Outlaw Bride contains all of my favorite Western romance tropes—mistaken identity, mail-order bride gone awry, woman running from her abusive past, Gruff Sheriff Tortured Hero Deluxe and Sexy edition, orphaned child in need of mothering, and great secondary characters providing comic relief, emotional support, and a sense of community. Kate is on the run from her outlaw husband who tried to kill her. A western law man died saving her life, and she’s trying to repay him by seeking out his family. Connor Langston is that family BUT he’s also the Sherriff of Fatal Bluff.

Kate must tread carefully, especially since Connor believes her to be Hannah Stockdale, a wayward mail-order bride he hires to be his housekeeper and caretaker for his niece. It’s a convoluted set-up, but it totally works and contains a number of hilarious moments along the way. Kate finds herself first using the case of mistaken identity for Hannah Stockdale as means to escape her husband and make it to Fatal Bluff and then as a means of staying and getting close to the Langston family as she tries to figure out the best way to fulfill the legacy of the man who died saving her. Connor, however, is no idiot, and he gradually grows to suspect that she’s not who she says she is, and their delicate dance as they try to find a way to trust each other is beautiful.

I love, love, love books that gradually ratchet up the sexual tension by creating a palpable sense of longing that neither character believes they can act on. There’s only one full love-scene, but it’s a dozy with the emotional impact of a dozen more casual encounters. The sensuality through longing and sexual tension gives the book broad appeal and will win over readers who miss highly sensual, yet not explicit Western romances. Readers who need a little heat won’t be disappointed either as the wait for the characters to finally act on their attraction is more than worth it.

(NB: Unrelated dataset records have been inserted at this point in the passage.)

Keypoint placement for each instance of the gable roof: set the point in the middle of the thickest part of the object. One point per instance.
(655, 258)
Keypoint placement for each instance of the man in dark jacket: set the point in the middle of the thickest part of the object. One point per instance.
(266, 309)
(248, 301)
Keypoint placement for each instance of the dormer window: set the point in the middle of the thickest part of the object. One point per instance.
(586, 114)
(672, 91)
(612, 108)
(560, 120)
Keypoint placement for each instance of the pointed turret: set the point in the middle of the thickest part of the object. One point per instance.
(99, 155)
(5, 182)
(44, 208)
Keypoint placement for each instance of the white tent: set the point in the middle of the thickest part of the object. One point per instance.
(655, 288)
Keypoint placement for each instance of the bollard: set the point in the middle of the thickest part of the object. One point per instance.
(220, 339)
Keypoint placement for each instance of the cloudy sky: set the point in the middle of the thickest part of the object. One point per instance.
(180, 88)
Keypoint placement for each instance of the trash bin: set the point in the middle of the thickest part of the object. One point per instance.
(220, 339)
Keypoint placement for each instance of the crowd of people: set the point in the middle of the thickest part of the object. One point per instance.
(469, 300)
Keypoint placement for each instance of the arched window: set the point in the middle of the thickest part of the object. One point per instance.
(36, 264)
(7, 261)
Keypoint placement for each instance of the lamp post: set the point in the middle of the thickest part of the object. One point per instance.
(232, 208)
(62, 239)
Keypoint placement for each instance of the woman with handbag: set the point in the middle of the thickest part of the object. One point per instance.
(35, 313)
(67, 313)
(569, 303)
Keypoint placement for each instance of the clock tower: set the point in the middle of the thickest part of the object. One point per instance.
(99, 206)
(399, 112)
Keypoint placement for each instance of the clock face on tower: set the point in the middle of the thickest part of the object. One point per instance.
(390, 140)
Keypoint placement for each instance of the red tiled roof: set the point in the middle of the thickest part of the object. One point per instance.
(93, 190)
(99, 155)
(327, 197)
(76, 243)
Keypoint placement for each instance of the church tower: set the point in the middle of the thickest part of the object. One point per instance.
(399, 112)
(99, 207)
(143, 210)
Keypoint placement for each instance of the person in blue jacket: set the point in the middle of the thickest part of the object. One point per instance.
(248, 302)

I loved how Boyce created very authentic feeling characters--Hannah reacted like a 1800s woman, not like a 2011 woman wearing petticoats. She takes a very long time to trust Connor because she knows what the consequences of her full disclosure will be and how few options she really has. Connor lives in a world of black and white and needs a serious wake-up call to accept the shades of grey around him. The secondary characters are wonderful and fully-fleshed. I love how bonded the community is to Connor and how much they all want him to be happy again. Fatal Bluff felt real, and I cared about its inhabitants almost as much as Connor and Kate.

I can’t wait to see what else Boyce has in store for us. I desperately hope she gives us the story of the REAL Hannah Stockdale and a HEA for a woman who seems every bit as complex as Kate. I hope Boyce continues writing Westerns for a long time to come—she’s a welcome addition to an under-represented subgenre. If this is her debut, she’s poised to become a powerhouse and deserves to be on the radar for readers and critics alike. I hope she writes fast because I want MORE!

1 comment:

  1. 'I loved how Boyce created very authentic feeling characters - Hannah reacted like a 1800s woman, not like a 2011 woman wearing petticoats.'

    Yes - please, publishers - more of this!!

    I loved this book, too - glad it got your pick of the week.